一等星センセーション―日陰女子、イケメンアイドルになります!?―
――頑張った分だけ、積み上がって磨かれていく感覚。
歌い繋ぐ瞬間に、フォーメーションが動いて誰かとすれ違う瞬間に、メンバー達と視線が交わる。
「――flying-Hi」
歌のラスト、天に向かって手を挙げるモーションが5人全員で揃う。
(うわ……、今めちゃくちゃ綺麗に揃った!)
バラバラだったパズルのピースが、ちょっとずつ繋がってその絵柄が見えてくるようなワクワク感。
かけ算みたいにみんなの変化が重なって、膨らんでいく過程が嬉しくて、楽しい。
(他のお仕事もこのくらい楽しくできたらいいのに)
息が上がる疲労感も清々しい。
「今の、過去1よかったんじゃね!?」
センターに立つ南が興奮気味にみんなのことを見渡す。
「俺も思った!噛み合ってたって言うの?
気持ち良かったわぁ」
蓮も珍しく浮ついた様子で食い気味にそう言った。
「まだまだこんなの、最低合格ラインでしょ」
「……まぁまぁかな」
言いながらユウキも昊も満更でもなさそうで。
(みんなも同じこと思ってた!)
flying-Hiっていうグループとしても、ひとつになりつつある実感に胸が湧く。
「ちょっと上振れたからって調子乗んなー。
今の感覚覚えて、それを安定させてけ」
「はーい!」
Ryoさんの返事をしても、わいわいと喜んではしゃぐ私たちに、仁王立ちしたRyoさんが“しゃあねぇな”と呆れ笑いする。

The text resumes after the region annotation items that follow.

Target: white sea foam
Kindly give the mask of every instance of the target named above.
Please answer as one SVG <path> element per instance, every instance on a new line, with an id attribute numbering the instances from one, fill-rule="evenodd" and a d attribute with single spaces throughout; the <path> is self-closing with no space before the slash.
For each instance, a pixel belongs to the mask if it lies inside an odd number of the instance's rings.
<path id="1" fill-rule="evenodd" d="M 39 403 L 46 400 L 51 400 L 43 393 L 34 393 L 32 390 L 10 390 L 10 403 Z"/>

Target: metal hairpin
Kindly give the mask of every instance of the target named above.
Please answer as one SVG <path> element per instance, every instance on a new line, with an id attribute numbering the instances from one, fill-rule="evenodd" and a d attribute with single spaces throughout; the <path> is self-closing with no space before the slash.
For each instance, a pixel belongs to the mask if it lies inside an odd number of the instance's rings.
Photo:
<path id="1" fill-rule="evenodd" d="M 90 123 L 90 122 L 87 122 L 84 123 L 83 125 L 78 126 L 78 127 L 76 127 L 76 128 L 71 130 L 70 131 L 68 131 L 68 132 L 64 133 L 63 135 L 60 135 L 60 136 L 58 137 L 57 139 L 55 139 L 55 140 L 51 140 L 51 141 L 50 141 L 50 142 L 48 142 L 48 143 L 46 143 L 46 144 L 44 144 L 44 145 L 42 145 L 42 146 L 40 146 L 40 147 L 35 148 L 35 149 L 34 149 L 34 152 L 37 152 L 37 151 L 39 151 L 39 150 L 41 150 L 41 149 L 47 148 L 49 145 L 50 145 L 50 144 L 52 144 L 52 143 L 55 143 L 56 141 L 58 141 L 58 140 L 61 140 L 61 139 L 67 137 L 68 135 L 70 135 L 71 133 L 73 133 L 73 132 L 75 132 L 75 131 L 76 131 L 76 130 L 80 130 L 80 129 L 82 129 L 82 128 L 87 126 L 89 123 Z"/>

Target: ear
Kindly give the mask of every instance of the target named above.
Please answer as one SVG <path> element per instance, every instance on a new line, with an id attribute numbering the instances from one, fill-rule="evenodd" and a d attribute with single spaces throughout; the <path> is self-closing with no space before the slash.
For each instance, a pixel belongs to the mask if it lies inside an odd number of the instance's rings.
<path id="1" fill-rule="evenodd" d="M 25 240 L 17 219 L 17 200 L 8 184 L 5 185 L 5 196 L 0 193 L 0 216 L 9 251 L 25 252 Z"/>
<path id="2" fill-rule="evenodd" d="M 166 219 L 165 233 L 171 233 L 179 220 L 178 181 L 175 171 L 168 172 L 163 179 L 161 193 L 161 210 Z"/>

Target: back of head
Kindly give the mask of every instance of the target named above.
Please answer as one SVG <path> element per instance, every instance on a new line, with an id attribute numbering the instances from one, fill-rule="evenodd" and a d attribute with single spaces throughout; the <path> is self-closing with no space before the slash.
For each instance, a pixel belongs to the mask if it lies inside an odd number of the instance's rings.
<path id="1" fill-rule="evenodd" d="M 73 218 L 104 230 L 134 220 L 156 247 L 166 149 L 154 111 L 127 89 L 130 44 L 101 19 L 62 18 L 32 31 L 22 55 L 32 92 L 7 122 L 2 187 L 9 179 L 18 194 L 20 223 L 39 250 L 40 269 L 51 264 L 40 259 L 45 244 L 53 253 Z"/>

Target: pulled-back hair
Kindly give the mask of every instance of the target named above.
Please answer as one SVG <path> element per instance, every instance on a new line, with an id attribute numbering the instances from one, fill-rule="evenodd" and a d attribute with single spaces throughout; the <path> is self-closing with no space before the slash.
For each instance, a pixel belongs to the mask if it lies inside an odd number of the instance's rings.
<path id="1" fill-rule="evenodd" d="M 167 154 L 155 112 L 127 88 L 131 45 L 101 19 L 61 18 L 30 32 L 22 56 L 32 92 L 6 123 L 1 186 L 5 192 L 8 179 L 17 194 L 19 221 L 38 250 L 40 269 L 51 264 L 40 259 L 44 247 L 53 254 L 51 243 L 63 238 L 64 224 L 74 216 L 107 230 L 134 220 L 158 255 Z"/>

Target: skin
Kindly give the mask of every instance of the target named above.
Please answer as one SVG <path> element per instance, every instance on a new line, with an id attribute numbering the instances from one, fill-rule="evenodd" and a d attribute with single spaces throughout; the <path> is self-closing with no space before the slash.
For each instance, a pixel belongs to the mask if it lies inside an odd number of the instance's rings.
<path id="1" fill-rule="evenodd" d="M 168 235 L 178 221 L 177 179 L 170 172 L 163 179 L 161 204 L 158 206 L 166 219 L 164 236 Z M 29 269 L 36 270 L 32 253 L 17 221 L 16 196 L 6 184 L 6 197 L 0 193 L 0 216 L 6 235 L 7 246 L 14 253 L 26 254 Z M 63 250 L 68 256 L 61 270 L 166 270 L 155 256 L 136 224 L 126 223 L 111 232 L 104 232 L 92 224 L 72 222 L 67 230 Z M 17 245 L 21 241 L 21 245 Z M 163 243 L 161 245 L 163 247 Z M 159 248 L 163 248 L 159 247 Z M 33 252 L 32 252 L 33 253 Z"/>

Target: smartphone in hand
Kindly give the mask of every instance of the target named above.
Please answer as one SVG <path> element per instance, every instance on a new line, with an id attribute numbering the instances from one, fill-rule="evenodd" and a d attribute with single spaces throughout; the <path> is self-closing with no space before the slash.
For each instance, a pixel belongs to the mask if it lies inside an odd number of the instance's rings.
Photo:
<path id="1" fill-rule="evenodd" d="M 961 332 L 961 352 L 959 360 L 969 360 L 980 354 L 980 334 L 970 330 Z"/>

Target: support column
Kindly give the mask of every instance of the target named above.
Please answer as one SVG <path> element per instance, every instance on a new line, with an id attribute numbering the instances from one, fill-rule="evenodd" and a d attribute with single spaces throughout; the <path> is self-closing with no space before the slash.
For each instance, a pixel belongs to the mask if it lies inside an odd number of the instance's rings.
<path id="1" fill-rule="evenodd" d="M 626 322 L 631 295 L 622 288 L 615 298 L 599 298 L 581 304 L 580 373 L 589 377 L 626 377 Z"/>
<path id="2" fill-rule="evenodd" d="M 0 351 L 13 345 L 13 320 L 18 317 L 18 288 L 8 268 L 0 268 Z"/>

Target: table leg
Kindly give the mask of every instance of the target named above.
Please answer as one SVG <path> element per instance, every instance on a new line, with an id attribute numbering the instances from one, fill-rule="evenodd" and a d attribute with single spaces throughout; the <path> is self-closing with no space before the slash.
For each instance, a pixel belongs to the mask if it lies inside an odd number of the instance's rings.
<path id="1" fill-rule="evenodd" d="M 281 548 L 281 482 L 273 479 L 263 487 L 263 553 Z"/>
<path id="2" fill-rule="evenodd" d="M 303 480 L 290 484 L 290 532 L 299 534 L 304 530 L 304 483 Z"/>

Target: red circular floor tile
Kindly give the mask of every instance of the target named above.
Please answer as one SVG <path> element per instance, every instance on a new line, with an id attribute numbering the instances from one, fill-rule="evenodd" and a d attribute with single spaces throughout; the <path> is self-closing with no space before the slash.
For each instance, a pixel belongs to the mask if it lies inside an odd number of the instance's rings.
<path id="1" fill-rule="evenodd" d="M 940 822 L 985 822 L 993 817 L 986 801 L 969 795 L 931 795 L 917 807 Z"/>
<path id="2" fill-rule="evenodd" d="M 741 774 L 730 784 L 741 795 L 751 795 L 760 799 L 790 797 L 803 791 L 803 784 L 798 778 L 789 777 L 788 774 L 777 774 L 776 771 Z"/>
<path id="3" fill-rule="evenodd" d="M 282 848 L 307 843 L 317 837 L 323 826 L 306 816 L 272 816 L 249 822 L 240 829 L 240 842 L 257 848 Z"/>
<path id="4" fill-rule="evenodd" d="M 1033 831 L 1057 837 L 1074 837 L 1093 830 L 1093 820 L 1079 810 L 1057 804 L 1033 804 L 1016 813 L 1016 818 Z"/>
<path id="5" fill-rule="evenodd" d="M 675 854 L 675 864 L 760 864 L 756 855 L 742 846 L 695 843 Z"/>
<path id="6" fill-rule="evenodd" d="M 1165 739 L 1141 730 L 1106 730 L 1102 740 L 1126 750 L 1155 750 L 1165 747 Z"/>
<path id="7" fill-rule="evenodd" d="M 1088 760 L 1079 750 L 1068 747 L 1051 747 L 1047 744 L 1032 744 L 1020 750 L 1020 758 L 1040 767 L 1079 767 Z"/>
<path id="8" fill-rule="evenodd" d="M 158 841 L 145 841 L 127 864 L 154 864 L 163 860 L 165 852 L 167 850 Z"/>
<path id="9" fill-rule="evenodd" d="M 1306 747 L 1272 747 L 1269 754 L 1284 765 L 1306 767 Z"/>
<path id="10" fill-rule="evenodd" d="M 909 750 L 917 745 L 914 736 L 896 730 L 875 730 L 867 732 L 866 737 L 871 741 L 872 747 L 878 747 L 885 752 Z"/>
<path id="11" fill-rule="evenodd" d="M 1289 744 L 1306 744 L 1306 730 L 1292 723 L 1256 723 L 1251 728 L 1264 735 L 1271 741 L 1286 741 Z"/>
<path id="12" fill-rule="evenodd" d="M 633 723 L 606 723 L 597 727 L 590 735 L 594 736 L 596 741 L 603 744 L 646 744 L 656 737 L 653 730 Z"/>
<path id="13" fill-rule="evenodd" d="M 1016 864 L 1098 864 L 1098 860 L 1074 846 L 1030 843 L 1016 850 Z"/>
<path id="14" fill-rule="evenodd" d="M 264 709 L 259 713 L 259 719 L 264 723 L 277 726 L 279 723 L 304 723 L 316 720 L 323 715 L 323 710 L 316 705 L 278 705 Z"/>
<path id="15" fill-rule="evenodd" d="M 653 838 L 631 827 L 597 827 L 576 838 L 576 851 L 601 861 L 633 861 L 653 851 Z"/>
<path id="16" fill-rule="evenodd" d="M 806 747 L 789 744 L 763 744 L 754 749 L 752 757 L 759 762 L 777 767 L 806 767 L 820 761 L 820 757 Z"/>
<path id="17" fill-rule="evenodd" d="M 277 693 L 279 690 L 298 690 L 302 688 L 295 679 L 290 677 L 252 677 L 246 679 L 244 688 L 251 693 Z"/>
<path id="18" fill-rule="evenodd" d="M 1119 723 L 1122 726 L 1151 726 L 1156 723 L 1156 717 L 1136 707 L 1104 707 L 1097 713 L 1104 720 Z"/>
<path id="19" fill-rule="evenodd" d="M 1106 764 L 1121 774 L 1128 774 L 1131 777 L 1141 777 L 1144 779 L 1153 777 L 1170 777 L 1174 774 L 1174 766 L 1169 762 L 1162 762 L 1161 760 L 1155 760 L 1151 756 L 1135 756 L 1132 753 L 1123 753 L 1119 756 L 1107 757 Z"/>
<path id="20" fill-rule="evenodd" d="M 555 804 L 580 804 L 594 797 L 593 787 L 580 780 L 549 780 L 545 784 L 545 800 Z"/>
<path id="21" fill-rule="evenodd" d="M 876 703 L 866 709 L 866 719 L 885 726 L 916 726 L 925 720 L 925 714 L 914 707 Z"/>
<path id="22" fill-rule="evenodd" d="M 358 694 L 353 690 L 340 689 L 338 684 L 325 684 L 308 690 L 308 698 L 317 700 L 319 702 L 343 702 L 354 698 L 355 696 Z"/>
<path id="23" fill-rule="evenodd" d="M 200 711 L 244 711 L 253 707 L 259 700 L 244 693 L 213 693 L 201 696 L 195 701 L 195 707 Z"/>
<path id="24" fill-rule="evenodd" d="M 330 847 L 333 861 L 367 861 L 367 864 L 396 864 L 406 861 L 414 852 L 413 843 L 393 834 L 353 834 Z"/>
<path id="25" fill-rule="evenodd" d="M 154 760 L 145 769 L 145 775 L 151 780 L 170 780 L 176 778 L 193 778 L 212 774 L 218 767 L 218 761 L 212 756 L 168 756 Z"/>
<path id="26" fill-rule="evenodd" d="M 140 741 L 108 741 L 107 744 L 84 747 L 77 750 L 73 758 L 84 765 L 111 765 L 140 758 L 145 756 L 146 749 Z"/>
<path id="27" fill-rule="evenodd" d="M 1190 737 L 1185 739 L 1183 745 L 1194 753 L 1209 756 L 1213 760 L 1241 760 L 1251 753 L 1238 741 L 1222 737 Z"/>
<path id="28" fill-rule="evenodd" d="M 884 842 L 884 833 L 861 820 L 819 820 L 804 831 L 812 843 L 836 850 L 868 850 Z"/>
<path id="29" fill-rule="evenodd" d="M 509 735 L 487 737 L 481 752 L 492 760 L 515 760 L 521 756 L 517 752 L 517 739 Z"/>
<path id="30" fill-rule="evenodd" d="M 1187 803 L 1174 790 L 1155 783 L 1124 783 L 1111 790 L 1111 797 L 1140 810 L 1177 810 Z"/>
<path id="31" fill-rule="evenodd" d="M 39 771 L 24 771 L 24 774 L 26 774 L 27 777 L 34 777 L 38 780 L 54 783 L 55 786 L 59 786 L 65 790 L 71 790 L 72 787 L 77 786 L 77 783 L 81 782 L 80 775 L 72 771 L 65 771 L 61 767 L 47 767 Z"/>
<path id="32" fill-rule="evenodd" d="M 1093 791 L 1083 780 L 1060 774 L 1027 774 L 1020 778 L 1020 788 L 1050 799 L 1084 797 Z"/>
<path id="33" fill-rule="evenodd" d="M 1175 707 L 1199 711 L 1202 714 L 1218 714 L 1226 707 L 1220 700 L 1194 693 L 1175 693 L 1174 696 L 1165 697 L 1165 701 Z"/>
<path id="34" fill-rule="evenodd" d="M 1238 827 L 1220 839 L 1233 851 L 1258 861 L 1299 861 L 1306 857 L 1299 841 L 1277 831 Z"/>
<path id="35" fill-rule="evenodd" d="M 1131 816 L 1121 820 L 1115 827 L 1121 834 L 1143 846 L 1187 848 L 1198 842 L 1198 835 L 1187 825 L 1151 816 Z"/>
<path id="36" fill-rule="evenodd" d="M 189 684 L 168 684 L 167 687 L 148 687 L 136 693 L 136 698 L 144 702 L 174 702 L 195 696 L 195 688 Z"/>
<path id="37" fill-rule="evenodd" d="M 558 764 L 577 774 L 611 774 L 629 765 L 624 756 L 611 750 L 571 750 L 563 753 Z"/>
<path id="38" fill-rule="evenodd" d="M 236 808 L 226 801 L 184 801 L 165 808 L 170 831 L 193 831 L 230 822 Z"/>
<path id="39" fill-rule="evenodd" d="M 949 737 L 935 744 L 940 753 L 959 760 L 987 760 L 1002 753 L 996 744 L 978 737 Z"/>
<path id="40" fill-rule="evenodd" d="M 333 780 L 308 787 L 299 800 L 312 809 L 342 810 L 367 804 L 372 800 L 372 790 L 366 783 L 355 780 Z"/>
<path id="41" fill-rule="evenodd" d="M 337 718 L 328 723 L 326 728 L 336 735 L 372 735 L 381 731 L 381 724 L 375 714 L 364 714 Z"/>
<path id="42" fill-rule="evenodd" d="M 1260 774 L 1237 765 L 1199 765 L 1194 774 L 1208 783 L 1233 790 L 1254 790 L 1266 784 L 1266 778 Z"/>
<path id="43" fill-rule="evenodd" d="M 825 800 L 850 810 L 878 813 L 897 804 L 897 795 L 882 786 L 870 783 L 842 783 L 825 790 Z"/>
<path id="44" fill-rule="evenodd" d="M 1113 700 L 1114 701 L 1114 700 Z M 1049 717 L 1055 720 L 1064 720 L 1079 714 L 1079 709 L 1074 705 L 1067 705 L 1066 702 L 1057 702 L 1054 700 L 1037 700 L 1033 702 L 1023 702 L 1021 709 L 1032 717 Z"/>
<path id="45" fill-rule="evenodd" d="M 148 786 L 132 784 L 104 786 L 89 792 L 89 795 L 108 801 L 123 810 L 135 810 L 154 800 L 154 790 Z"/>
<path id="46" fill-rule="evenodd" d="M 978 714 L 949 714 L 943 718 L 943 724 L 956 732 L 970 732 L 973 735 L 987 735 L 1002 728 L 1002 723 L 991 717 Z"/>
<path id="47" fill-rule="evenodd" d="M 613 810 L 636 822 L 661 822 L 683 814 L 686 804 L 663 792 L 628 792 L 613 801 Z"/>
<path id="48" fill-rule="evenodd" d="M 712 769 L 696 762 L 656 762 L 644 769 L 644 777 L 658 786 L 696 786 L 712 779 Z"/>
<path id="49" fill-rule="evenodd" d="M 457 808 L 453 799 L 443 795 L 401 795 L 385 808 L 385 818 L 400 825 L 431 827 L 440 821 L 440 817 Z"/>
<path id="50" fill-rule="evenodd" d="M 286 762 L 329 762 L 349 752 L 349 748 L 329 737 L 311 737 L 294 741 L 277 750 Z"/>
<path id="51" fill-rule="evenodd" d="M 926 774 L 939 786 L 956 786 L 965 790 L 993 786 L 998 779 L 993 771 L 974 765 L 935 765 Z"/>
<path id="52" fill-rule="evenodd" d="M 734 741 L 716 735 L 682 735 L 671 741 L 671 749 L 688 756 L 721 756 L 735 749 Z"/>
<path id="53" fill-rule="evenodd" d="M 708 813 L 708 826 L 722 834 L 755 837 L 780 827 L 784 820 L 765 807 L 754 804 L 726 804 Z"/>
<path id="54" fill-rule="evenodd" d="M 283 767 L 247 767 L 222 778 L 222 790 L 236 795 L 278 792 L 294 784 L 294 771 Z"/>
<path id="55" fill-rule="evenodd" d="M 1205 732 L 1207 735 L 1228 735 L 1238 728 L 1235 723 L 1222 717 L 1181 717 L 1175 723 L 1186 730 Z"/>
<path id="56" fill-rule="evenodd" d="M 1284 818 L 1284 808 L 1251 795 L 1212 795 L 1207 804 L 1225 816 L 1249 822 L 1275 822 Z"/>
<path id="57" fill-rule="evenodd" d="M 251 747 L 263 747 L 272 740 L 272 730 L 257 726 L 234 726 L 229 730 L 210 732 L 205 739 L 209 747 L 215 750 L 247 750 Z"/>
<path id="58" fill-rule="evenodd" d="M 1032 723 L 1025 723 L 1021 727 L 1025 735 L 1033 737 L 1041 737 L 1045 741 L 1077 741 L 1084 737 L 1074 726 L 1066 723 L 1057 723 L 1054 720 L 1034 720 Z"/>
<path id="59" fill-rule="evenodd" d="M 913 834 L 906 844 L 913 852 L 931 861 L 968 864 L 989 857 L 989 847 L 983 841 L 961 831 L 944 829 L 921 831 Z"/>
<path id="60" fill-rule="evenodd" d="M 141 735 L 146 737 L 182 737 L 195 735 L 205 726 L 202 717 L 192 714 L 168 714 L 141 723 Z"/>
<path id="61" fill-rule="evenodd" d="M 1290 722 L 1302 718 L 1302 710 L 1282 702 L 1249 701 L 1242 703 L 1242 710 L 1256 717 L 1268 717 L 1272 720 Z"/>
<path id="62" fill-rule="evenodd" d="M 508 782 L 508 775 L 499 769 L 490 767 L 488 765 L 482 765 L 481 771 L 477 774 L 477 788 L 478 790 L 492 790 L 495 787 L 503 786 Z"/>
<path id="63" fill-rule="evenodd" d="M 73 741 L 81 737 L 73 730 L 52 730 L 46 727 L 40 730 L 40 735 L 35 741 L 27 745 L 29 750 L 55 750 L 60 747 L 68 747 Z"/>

「まぁいいじゃないですか。アイドルの卵達の青春。かわいくって」
その隣で冴さんは、微笑ましそうに私たちの様子を見守っていた。
この時の私は、みんなと一緒に歌って踊れることがただ楽しくて。
“アイドル”って仕事がどんなものか、ちゃんと実感できてなかったような気がする。